Sani Baba Mohammed, secrétaire régional de l’Internationale des services publics [sise à Ferney-Voltaire à la frontière de Genève] pour l’Afrique et les pays arabes, a déclaré mercredi dans un communiqué qu’« il est encourageant que l’Union africaine tienne tête à l’UE et demande qu’une référence à la dérogation ADPIC (Aspects des droits de propriété intellectuelle) soit incluse dans le document final du sommet ».

« L’UE prétend promouvoir un “partenariat prospère d’égal à égal” avec l’Union africaine – alors qu’elle jette plus de doses de vaccins à la poubelle qu’elle ne nous en donne, tout en continuant à bloquer une levée des brevets sur les vaccins qui nous permettrait de produire nos propres vaccins », a déclaré Sani Baba Mohammed. « Qu’y a-t-il d’égal à cela ? »

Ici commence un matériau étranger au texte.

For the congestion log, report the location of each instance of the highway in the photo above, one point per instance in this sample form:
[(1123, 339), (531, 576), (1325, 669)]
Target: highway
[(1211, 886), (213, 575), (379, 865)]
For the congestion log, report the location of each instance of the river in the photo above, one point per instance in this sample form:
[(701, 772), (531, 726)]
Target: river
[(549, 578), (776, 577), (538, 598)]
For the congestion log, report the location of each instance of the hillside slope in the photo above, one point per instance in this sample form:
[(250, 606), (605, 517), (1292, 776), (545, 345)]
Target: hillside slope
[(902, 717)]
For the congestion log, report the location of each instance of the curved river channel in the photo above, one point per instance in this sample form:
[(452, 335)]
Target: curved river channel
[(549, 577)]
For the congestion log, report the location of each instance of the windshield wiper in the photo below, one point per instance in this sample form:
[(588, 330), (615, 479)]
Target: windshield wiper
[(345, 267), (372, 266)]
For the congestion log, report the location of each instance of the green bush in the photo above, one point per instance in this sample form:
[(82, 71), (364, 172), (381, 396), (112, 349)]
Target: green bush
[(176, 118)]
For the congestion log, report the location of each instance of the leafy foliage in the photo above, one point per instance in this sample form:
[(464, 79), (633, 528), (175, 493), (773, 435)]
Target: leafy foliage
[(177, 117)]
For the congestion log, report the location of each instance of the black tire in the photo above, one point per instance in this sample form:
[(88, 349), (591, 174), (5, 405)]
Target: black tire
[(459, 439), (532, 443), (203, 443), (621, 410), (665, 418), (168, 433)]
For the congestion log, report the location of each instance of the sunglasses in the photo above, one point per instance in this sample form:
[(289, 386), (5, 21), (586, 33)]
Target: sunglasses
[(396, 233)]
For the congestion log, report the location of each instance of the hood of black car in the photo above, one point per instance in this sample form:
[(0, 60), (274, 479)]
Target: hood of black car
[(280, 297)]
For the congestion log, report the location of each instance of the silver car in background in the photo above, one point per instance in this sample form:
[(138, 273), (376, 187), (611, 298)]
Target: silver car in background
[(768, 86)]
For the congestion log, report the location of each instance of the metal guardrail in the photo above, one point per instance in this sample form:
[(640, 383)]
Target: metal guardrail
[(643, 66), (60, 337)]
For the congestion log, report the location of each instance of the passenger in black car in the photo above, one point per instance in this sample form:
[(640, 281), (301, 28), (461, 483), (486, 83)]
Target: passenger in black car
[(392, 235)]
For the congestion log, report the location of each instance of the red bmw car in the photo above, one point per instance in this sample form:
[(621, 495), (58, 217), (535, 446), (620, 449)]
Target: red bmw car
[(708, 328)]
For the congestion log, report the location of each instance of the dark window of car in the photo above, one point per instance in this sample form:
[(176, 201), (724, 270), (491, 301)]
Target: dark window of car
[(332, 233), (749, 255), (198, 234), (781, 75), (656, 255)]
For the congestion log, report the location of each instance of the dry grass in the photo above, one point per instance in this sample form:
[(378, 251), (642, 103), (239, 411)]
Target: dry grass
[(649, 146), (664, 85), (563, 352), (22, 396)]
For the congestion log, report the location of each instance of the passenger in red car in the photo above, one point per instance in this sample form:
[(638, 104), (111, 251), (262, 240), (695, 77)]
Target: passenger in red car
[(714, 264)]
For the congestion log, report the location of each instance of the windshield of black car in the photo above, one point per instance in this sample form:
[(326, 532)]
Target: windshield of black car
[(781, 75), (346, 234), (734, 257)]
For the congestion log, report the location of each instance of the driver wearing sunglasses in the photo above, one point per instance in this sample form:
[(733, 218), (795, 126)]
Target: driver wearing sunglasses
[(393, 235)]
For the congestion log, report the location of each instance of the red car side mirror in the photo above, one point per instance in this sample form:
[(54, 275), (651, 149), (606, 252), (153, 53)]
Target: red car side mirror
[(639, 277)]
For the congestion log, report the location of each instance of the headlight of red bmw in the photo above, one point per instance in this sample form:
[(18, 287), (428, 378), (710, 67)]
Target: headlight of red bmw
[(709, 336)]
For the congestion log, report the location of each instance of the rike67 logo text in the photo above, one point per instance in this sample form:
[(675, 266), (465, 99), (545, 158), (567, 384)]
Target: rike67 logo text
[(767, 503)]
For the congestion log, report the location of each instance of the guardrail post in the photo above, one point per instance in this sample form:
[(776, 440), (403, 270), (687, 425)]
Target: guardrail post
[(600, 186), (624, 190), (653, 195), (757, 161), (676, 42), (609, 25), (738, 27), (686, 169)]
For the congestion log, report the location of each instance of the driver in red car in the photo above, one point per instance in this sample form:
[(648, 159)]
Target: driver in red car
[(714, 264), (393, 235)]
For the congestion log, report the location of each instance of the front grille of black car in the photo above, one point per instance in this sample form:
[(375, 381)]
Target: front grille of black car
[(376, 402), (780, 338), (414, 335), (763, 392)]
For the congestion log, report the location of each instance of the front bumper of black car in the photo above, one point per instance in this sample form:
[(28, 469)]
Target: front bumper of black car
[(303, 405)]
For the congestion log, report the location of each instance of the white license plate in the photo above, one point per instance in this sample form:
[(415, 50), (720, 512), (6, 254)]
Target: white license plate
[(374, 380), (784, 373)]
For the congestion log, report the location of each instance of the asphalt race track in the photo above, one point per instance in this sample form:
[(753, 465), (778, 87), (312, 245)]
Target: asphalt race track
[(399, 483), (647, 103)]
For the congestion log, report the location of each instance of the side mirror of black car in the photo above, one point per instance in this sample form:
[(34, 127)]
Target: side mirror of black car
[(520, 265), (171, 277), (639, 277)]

« Cet apartheid vaccinal – perpétué par l’UE – a un coût humain brutal », poursuit Sani Baba Mohammed. « Nos moyens de subsistance continuent d’être détruits, nos économies brisées, nos travailleurs et travailleuses de la santé poussés au bord du gouffre… Nous avons besoin de la dérogation ADPIC maintenant et l’UE doit cesser de s’y opposer. » (Article publié sur le site Common Dreams, le 16 février 2022 ; traduction rédaction A l’Encontre)


[1] The People’s Vaccine Alliance regroupe quelque 100 organisations incluant African Alliance, Christian Aid, Oxfam, Public Services International et ONUSIDA. (Réd.)

[2] Selon le site AfricaNews : Joe Biden et même Emmanuel Macron avaient montré des signes d’ouverture l’an dernier mais la porte s’est très vite refermée. Pas plus tard que lundi 14 février, Franck Riester, le ministre français délégué au Commerce extérieur, a déclaré au nom des Européens qu’il n’était pas question « de remettre en cause un système de propriété intellectuelle qui permet l’innovation, qui a permis notamment d’avoir très rapidement un vaccin pour l’humanité contre le Covid-19 ». (Réd.)